Citing bamboo’s “climate-smart superiority”, the Department of Agriculture (DA) is eyeing the woody plant to fight the flooding problem in the country.

With this, the agriculture department is promoting partnerships with infrastructure and public works agencies for a program that utilizes bamboo to mitigate flooding nationwide.

Agriculture Usec. Deogracias Victor B. Savellano has asserted that bamboo is now globally positioned as a flood-control device, saying that it has been proven effective. He added: “Philippines should similarly adopt best practices and technologies.”

“Bamboo’s number one characteristic is it is fast-growing.  Second is it fights soil erosion,” he noted. “When it comes to cost-effectiveness, bamboo will be our excellent ally, second to none.” 

Savellano emphasized that President Ferdinand “Bongbong” R. Marcos Jr.'s commitment to upholding the Sustainable Development Goals of the United Nations makes the Philippines' push toward bamboo propagation an urgent need given the country's ongoing flooding problems.

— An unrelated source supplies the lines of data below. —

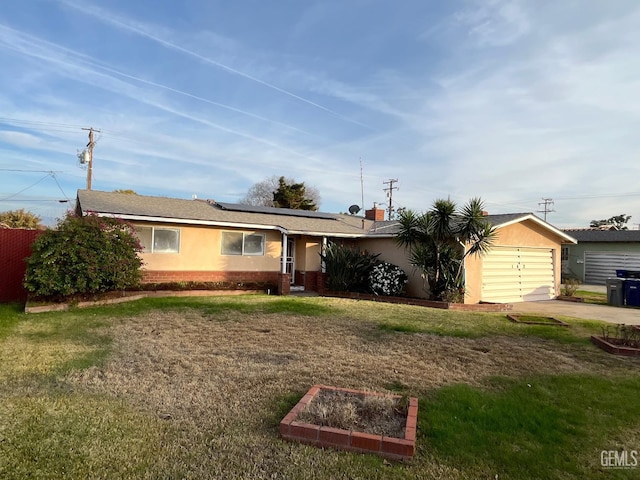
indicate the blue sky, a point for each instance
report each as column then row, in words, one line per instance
column 511, row 101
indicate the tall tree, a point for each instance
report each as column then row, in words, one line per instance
column 618, row 221
column 261, row 193
column 440, row 239
column 20, row 219
column 292, row 195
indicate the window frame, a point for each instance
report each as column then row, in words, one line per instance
column 243, row 252
column 153, row 239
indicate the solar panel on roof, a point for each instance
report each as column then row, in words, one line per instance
column 236, row 207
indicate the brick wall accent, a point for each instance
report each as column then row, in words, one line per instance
column 15, row 247
column 375, row 214
column 311, row 281
column 284, row 284
column 166, row 276
column 321, row 285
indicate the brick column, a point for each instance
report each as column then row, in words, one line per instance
column 320, row 283
column 284, row 284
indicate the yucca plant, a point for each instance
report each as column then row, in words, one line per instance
column 440, row 239
column 347, row 268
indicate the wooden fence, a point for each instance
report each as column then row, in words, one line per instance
column 15, row 247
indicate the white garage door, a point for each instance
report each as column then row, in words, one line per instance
column 598, row 266
column 518, row 274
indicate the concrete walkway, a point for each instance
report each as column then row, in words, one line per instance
column 550, row 308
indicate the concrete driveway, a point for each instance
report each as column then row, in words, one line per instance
column 550, row 308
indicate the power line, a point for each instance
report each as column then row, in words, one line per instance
column 30, row 171
column 548, row 203
column 38, row 123
column 56, row 180
column 389, row 191
column 24, row 189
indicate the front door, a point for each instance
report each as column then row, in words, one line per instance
column 291, row 259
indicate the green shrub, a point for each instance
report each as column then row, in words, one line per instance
column 347, row 268
column 387, row 279
column 570, row 286
column 84, row 255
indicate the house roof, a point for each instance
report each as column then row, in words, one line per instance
column 208, row 212
column 596, row 235
column 203, row 212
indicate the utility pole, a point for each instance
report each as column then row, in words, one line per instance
column 548, row 203
column 90, row 146
column 389, row 191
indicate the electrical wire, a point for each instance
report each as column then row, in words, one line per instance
column 53, row 175
column 27, row 188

It was noted that the Kilusang 5K (Kawayan: Kalikasan, Kabuhayan, Kaunlaran, Kinabukasan) Foundation Inc., a movement formed by Savelleno, is taking part in as much as 26,000 hectares of bamboo planting in the Marikina Watershed even with its effort. It's a public-private cooperation.

“Kilusang 5K piloted since 2021 with 30 hectares of bamboo planting in Karugo and Puray, Montalban. It is a part of the Marikina watershed to whose denudation destructive flooding in  Metro Manila is blamed,” it stated.

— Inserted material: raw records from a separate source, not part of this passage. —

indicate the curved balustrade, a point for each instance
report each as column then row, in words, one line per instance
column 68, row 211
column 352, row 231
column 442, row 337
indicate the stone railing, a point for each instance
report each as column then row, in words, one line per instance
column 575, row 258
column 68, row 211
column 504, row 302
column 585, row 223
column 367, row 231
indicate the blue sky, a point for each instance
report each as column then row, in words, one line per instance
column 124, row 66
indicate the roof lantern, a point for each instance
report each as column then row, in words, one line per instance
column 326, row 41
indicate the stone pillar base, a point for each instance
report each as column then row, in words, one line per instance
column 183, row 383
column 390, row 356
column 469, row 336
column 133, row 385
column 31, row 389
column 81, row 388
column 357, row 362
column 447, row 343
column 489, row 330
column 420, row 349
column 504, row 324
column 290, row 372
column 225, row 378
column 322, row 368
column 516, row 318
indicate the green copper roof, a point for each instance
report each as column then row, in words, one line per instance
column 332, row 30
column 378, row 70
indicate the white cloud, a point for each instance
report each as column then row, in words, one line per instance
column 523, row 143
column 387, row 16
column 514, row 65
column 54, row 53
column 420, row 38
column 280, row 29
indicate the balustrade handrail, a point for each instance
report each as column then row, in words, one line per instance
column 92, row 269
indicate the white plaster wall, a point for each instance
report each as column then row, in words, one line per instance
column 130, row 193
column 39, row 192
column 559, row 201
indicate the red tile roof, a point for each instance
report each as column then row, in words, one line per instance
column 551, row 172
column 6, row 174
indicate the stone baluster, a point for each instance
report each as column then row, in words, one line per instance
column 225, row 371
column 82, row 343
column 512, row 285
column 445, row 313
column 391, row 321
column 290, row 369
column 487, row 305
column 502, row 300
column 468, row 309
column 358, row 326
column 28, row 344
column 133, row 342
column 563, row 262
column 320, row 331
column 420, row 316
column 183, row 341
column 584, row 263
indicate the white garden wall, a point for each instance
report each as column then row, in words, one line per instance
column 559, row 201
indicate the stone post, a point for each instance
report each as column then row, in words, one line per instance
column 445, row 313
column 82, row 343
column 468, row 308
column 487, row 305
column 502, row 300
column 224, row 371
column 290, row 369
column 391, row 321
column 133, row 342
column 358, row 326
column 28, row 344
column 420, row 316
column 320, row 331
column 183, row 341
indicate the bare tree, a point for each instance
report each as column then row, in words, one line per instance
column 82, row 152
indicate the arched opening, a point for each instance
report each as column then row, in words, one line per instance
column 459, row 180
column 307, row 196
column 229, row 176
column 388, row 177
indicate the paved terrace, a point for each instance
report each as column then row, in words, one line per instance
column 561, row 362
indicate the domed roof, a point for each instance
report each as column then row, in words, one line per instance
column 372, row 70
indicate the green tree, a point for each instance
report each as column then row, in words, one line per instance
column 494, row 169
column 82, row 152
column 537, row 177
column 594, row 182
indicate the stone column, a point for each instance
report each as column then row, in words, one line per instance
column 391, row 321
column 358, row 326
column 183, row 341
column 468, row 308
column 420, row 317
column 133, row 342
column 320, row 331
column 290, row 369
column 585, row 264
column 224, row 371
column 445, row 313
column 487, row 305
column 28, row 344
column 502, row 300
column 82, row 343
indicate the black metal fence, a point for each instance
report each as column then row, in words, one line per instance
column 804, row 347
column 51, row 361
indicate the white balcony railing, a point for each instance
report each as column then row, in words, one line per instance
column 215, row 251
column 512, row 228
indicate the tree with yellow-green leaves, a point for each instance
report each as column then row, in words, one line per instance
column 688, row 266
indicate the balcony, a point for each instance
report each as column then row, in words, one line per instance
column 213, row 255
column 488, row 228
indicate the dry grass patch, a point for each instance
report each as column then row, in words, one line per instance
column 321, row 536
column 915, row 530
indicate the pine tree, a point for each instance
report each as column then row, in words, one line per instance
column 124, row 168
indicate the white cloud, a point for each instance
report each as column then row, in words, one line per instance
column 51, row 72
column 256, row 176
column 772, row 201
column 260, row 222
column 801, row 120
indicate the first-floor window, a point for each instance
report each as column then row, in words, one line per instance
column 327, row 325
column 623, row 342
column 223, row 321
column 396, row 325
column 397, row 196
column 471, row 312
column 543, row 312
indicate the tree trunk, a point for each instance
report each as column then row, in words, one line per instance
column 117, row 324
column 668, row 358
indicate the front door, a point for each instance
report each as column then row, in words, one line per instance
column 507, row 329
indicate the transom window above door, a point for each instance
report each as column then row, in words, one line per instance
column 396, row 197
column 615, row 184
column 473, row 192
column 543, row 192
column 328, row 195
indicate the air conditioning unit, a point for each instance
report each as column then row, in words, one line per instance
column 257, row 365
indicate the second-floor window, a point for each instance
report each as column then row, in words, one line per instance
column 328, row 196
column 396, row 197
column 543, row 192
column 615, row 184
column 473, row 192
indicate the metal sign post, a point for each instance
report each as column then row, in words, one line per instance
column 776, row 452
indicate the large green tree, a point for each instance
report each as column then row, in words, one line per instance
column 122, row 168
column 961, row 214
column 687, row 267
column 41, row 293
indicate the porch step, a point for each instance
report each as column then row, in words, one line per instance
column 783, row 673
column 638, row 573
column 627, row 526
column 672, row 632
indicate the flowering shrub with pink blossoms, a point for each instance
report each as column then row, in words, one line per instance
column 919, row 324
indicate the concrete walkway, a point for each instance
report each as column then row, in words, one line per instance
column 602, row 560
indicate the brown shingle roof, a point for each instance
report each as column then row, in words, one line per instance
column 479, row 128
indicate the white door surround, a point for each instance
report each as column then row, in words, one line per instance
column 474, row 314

According to the DA official, bamboo has crucial functions in restoring degraded land, reforestation, carbon sequestration, and poverty reduction in the fight against flooding. 

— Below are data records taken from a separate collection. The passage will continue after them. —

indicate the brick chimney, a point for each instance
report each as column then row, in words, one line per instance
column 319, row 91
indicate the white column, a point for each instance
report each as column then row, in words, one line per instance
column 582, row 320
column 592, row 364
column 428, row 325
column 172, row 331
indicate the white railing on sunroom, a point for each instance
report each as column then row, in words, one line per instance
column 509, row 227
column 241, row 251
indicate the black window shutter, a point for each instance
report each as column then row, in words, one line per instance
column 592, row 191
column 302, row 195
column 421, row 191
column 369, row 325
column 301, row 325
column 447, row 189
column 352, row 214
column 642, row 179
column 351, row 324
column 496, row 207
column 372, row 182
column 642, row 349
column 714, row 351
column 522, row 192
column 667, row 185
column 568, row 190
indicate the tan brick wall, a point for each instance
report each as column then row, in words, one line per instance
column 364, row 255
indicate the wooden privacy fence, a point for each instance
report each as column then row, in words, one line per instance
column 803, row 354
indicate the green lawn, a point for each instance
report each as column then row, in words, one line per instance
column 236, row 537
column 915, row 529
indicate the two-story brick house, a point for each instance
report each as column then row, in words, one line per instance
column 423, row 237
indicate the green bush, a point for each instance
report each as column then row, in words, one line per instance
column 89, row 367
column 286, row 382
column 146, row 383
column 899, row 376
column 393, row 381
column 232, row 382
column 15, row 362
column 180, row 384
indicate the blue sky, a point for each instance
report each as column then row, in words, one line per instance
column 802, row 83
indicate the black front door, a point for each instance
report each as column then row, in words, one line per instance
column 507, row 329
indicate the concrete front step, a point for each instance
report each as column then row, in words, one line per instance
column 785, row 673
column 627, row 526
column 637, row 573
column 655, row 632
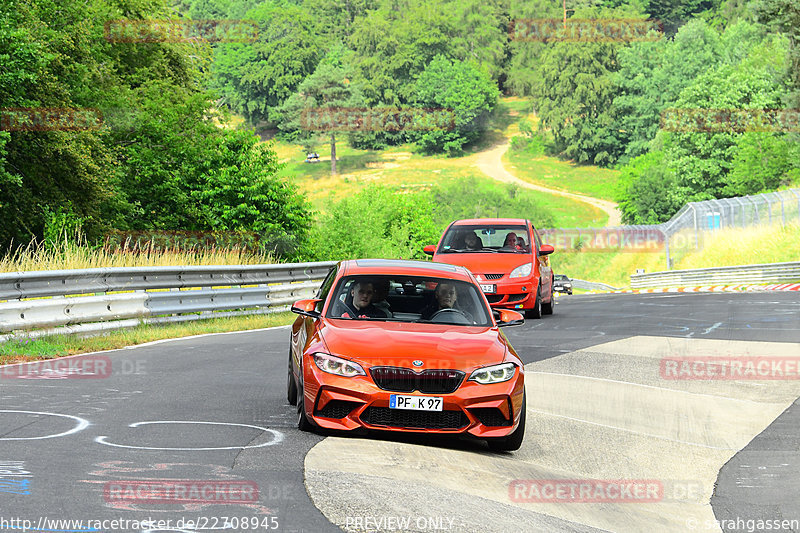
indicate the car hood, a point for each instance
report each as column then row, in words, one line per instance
column 400, row 343
column 485, row 263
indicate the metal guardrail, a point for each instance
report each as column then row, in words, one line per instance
column 751, row 274
column 592, row 285
column 124, row 297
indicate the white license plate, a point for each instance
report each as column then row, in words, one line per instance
column 415, row 403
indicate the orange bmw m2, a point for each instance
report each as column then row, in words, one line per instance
column 406, row 346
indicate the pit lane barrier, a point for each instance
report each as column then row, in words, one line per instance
column 33, row 304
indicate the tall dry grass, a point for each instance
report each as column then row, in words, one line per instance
column 73, row 251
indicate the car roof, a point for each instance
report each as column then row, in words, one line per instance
column 403, row 267
column 479, row 221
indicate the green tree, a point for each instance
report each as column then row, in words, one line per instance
column 762, row 162
column 648, row 192
column 257, row 77
column 461, row 89
column 701, row 159
column 319, row 101
column 394, row 44
column 376, row 222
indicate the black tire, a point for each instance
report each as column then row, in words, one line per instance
column 536, row 312
column 547, row 308
column 303, row 423
column 291, row 384
column 514, row 441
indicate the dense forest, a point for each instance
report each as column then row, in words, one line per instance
column 160, row 159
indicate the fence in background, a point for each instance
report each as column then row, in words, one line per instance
column 90, row 300
column 749, row 274
column 687, row 228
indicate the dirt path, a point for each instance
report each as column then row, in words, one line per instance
column 490, row 163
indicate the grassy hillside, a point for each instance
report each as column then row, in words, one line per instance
column 729, row 247
column 402, row 168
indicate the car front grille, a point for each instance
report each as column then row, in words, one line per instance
column 490, row 416
column 397, row 379
column 402, row 418
column 336, row 409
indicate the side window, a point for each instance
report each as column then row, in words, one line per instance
column 325, row 288
column 538, row 239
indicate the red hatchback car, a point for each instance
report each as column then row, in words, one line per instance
column 507, row 257
column 406, row 346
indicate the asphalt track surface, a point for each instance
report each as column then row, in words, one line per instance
column 213, row 409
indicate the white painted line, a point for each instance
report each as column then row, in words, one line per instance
column 665, row 389
column 712, row 328
column 151, row 343
column 82, row 424
column 631, row 431
column 277, row 436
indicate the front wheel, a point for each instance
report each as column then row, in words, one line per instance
column 536, row 312
column 303, row 423
column 547, row 309
column 291, row 385
column 511, row 442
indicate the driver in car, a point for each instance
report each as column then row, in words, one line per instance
column 359, row 304
column 445, row 298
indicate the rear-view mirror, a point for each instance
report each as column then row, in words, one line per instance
column 509, row 318
column 306, row 308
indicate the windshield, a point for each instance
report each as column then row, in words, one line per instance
column 486, row 239
column 408, row 299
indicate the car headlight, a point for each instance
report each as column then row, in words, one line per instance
column 521, row 271
column 493, row 374
column 338, row 366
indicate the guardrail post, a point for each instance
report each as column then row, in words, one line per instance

“With some bamboo species growing by more than one meter per day, bamboo must be the fastest growing plant on earth,” he said.  

The huge tropical bamboo exporter Guada Bamboo in Latin America claimed that "one hectare of Guada Bamboo forest can store more than 30,000 liters of water in its culms during the rainy season which it gradually deposits back in the soil during the dry season."

During the rainy season, it reportedly stores vast amounts of water in its extensive network of stems and rhizomes, and during dry spells, it releases water back into the soil, rivers, and streams.